En esa época, el género de las entrevistas me llegó a obsesionar. La posibilidad de plasmar en hojas de papel (o digitalmente) el visión de grandes pensadores me llenaba de emoción. Jorgen Enrique Adoum, el ex presidente Rodrigo Borja, Alicia Yánez Cossío, la ex vice alcaldesa Margartia Carranco, fueron algunos de los personajes que entrevisté, todavía con el uniforme de mi colegio. Y junto a esa vocación, la lectura de corresponsales de prensa inigualables como García Márquez y Hemingway  me hacía creer en la escritura y el periodismo como mecanismos reales para cambiar al mundo.

A la hora de elegir una carrera universitaria me decidí por el derecho, tal vez por una ingenua y todavía persistente fe en el ideal de justicia. El periodismo, dije, no lo necesitaba estudiar porque es lo que había venido haciendo por años. Y lo que sigo haciendo. Mi primer trabajo en esa área fue en el periódico de mi universidad. Comencé al revés, como les ha pasado a algunos otros, fui primero columnista y luego ascendí al cargo de reportero raso. Me sorprendía la idea de que me pagaran por hacer algo que con mucho gusto lo hubiera hecho gratis.

Con el tiempo aprendí que redactar noticias no es, como piensa el gobierno, poner información a disposición de los lectores, simplemente. En la prensa reposa la responsabilidad de posibilitar el arribo de la justicia, de darles voz a aquellos que han sido relejados, reconocer el esfuerzo de los heroicos, denunciar los abusos de los menos decentes, generar pensamiento y crítica, lo cual no quiere decir criticar sino ver más allá de lo evidente, del discurso oficial, que el lector aprenda a leer entre líneas y a descubrir lo que esconden las verdades oficiales. El periodista tiene una ineludible responsabilidad de interpretar los sucesos, de adelantarse a los hechos, de sostener un vínculo inquebrantable con la gente.

No se puede redactar noticia alguna sin una cierta dosis de subjetividad. Ya lo decía Eagleton al recordar una ocasión en que hacía conocer a un amigo el área histórica de cierta ciudad y se decidía a ser lo más objetivo posible, no le diría que la arquitectura de la catedral, los palacios y los museos son, como consideraban los expertos, sublimes expresiones del arte gótico, solo daría fechas, datos comprobables. Al poco tiempo, cuenta Eagleton, su amigo se quejó diciéndole que no comprende esa posición y visión de los ingleses de interpretar la historia, la arquitectura y el arte en base a una valoración de fechas. Todo es subjetivo y todo responde a un juicio de valor. Quienes digan lo contrario nunca han hecho periodismo y, probablemente, nunca han hecho nada. El periodista no es un simple contador de noticias, es un analista de la realidad.

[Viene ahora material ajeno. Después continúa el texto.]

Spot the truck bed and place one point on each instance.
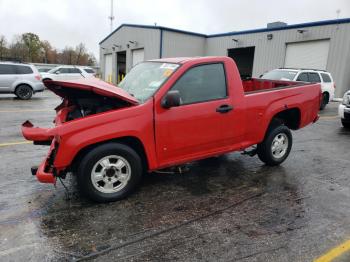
(259, 85)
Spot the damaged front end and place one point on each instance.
(81, 99)
(46, 171)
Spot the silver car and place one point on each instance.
(23, 80)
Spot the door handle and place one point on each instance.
(224, 109)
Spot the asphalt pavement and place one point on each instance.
(230, 208)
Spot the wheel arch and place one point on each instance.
(290, 117)
(23, 84)
(328, 95)
(131, 141)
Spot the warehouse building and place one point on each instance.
(318, 45)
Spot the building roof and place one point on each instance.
(252, 31)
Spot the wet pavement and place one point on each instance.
(230, 208)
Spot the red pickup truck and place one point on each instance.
(165, 113)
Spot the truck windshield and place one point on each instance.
(146, 78)
(280, 75)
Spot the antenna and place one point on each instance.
(338, 13)
(111, 17)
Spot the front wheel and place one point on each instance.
(325, 100)
(24, 92)
(109, 172)
(345, 123)
(276, 146)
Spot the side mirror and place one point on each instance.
(171, 99)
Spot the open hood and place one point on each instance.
(91, 84)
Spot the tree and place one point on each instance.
(29, 48)
(17, 50)
(49, 54)
(33, 44)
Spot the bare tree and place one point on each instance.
(3, 48)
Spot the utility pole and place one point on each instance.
(111, 17)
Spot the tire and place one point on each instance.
(275, 135)
(105, 181)
(24, 92)
(345, 124)
(325, 100)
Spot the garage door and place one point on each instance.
(311, 54)
(138, 55)
(108, 68)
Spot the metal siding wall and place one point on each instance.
(149, 39)
(182, 45)
(270, 54)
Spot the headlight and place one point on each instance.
(346, 98)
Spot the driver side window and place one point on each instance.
(202, 83)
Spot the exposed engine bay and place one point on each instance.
(82, 103)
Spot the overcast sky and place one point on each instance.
(69, 22)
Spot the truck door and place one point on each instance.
(7, 77)
(199, 125)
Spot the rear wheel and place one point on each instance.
(345, 124)
(276, 146)
(325, 100)
(24, 92)
(109, 172)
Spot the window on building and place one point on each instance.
(314, 78)
(202, 83)
(303, 77)
(326, 78)
(64, 70)
(22, 70)
(89, 71)
(74, 70)
(7, 69)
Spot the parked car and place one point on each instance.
(307, 75)
(23, 80)
(44, 70)
(65, 73)
(165, 113)
(344, 110)
(89, 70)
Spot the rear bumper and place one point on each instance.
(45, 177)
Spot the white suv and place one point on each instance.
(23, 80)
(306, 75)
(65, 73)
(344, 110)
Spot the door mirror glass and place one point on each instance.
(171, 99)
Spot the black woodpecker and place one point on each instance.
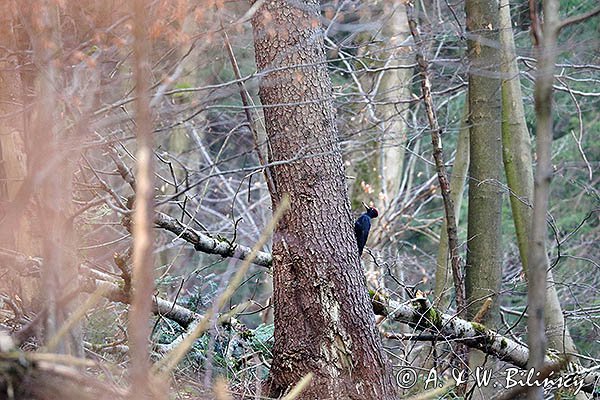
(362, 226)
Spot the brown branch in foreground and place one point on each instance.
(438, 155)
(420, 314)
(206, 244)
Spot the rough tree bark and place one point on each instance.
(484, 255)
(546, 49)
(324, 321)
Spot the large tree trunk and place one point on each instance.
(324, 322)
(484, 254)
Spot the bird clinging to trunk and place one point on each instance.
(362, 226)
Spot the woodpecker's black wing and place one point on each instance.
(361, 230)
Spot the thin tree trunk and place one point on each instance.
(143, 235)
(443, 279)
(484, 233)
(324, 322)
(53, 166)
(518, 166)
(546, 47)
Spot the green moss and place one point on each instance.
(434, 317)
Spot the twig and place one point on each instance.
(164, 366)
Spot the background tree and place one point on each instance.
(211, 329)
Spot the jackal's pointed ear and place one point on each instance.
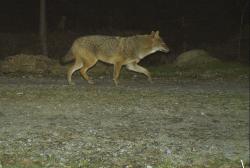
(157, 33)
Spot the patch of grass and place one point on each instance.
(225, 71)
(212, 162)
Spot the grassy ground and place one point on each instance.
(195, 117)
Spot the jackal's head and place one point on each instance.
(158, 44)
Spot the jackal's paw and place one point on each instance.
(91, 82)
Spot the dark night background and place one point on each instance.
(184, 25)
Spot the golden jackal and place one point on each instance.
(86, 51)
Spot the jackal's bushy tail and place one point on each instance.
(67, 58)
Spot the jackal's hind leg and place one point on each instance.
(78, 64)
(117, 69)
(137, 68)
(86, 65)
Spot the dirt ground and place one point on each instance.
(170, 123)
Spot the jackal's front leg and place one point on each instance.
(117, 69)
(137, 68)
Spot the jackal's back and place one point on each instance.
(99, 44)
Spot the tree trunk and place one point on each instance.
(243, 11)
(43, 26)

El viernes 14 de junio se aprobó la Ley de Comunicación, con un festejo propio de campeonatos de futbol. Una ley cuyo contenido fue un secreto a voces hasta la noche anterior. Una ley maquinada y desarrollada en Carondelet, precisamente por el que con más descontrol ha maltratado a periodistas en la historia reciente del Ecuador. Mauro Andino, el legislador ponente del proyecto de ley, introdujo cerca de 40 cambios arbitrarios al texto que había sido socializado por años. Y así, con todo el poder del que gozan, lo aprobaron en un abrir y cerrar de ojos. ¡Que poderosos que son!

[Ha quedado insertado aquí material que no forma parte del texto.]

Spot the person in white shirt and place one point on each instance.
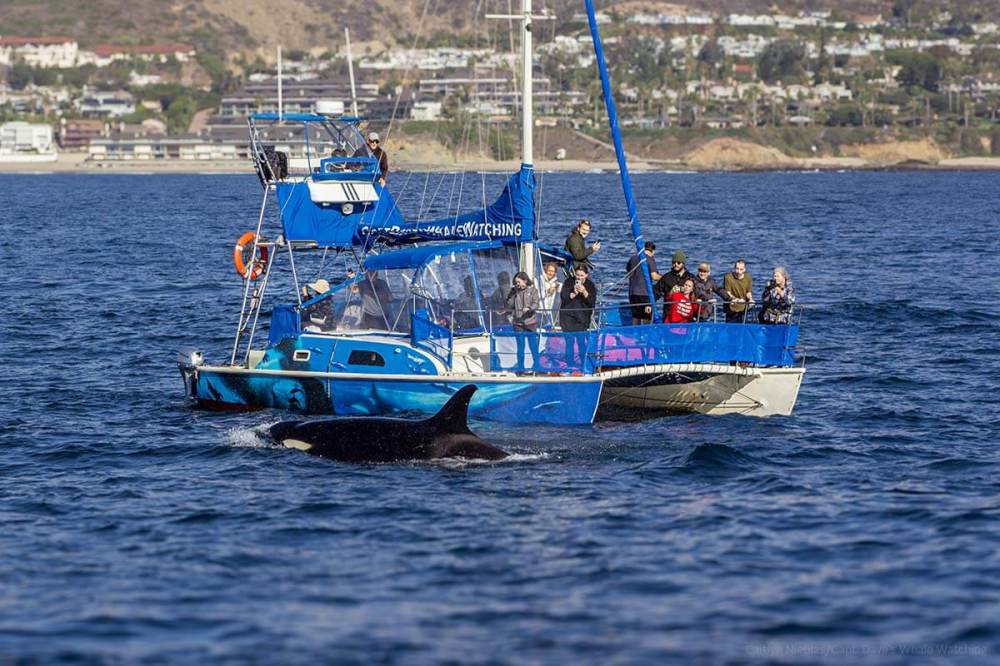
(550, 287)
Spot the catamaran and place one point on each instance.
(422, 314)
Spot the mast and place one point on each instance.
(350, 71)
(526, 259)
(616, 136)
(281, 111)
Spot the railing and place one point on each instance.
(615, 343)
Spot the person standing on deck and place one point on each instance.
(778, 298)
(638, 296)
(375, 298)
(576, 246)
(739, 286)
(705, 291)
(522, 303)
(671, 281)
(578, 296)
(550, 293)
(383, 160)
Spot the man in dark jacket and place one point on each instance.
(705, 291)
(672, 280)
(375, 300)
(578, 294)
(374, 145)
(638, 296)
(576, 246)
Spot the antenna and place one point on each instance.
(350, 71)
(281, 106)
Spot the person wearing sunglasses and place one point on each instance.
(375, 147)
(672, 280)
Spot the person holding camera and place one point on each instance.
(578, 296)
(778, 298)
(522, 303)
(576, 245)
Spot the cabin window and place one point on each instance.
(365, 357)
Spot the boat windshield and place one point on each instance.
(463, 291)
(344, 139)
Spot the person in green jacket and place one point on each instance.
(576, 246)
(739, 286)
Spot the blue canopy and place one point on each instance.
(329, 225)
(510, 218)
(413, 257)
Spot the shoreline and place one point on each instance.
(73, 163)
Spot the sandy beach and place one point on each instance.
(77, 163)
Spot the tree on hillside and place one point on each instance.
(179, 114)
(903, 9)
(920, 70)
(781, 60)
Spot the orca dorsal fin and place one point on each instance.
(454, 416)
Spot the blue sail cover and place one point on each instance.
(511, 218)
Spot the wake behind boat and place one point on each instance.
(425, 312)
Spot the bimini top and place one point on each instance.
(414, 257)
(303, 117)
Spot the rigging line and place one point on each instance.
(434, 196)
(406, 72)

Sospecho, sin embargo, que no están muy consientes de lo que hicieron. Con una Ley de esa calaña probablemente las denuncias a nefastos funcionarios públicos –la historia del país está plagada de esos– no habrían sido posibles porque hubieran sido respondidas como “linchamientos mediáticos”. Y esto del linchamiento mediático fue una cobarde forma de protegerse, así no se podrá publicar el seguimiento a casos como el de la “narco valija”, “el título del primo”, el préstamo a Duzac, el caso Glas Viejo, y tantos otros. Atentan contra un derecho sagrado de la gente a conocer los sucesos relevantes y turbios del país. Y esa figura, además, es una aberración en el lenguaje jurídico, que ignoran.

La Revolución Ciudadana, desde el viernes pasado, me despojó de la categoría que con orgullo esgrimí todos estos años, la de periodista. Creen que con sus leyes, absurdas y maniqueas, pueden incluso modificar las más intimas convicciones de la gente. Lo que no entienden es que hay una enorme diferencia entre ser periodista y hacer periodismo. Título de periodistas o comunicadores tienen, incluso, quienes sostienen los pasquines oficiales. Lo mío es una pasión. Los que hacemos periodismo, como lo hizo García Márquez y Hemingway, y primero que ellos Homero, no necesitamos de títulos para cumplir con nuestra responsabilidad y compromiso.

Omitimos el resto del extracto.